Millennials at The Other Palace – review
Elliot Clay's new song cycle runs until 7 August
Walk into The Basement at The Other Palace and you will find hot pink cellophane and glittery plastic tassels covering the walls, slinkies hanging from the ceiling, audience members lounging in ball pits decorated with rubber ducks, and little love hearts graffitied onto pillars. A lone figure (Luke Bayer) stands on an avocado-shaped stage and opens up to the audience with sparkling eyes about the stage fright he experiences singing into a microphone. Although the design and performances are filled with attention to detail, Elliot Clay's songwriting does not live up to their standard. The show is an enjoyable mix of dancing, pop songs and props for the audience to interact with, but it doesn't really capture what it is to be a millennial.
The cast bust out hip-cocking and intricate arm and hand movement with crisp energy, but Tinovimbanashe Sibanda's choreography is bursting to be let loose on a bigger space – the moves are sharp but stay small and simmering, and never quite manage to turn up to full heat. A trampoline lies centre stage as the avocado pit. Performers stay largely on the edges of the fruit and only jump on the trampoline here and there, which feels like a directorial waste of a good set. Microphones cut out and the keyboard sounds a little tinny, while a big guitar solo comes in at a seemingly random point in the show and feels anticlimactic. It is not so much that there would have been a better point in which to put it, as that the song cycle has no sense of progression or emotional focus. It is mostly a collection of songs with fairly generic lyrics.

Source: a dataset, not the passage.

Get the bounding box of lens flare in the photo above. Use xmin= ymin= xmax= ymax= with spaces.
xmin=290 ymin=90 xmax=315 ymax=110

Still, there are some stand-out moments. Hannah Lowther gives an intimate performance, looking straight into the eyes of the audience with earnestness, in the heart-wrenching solo "Masterpiece" about self-esteem. The musical arrangement and lighting design in this section are stunning – bell-like acapella vocals and a soft, textured spotlight set up a quiet tone in which the actress can shine. Luke Latchman is comically relatable in the solo "Priceless" about a young man who is living with his parents and working three jobs, when he runs into his old school bully who is a successful businesswoman due to her dad's contacts. Despite the other tunes' fun factor, they are mostly standard pop, and don't push musical boundaries. Actors Georgina Onuorah and Hiba Elchikhe belt out riffs for all they are worth, but the writing doesn't quite bring out the performers' emotional range.
Overwhelmingly, the show fails to capture the millennial zeitgeist – most millennials don't care about avocados as much as boomers say they do. The set, hair costumes and make up are the main elements in the show that feel millennial – white eyeliner, shaggy hair and pop-colour eyeshadow all sit on a diverse cast which includes Tik Tok comedy star and WhatsOnStage Award-winner Rob Madge looking gorgeous in non-binary finery. Were it not for the textured pink and yellow lighting and the garish and sumptuous set design – which is so camp that it could not help but be millennial – the show could be set in any time period. There needs to be more specificity in the lyrics to ground the song cycle in a shared generational experience.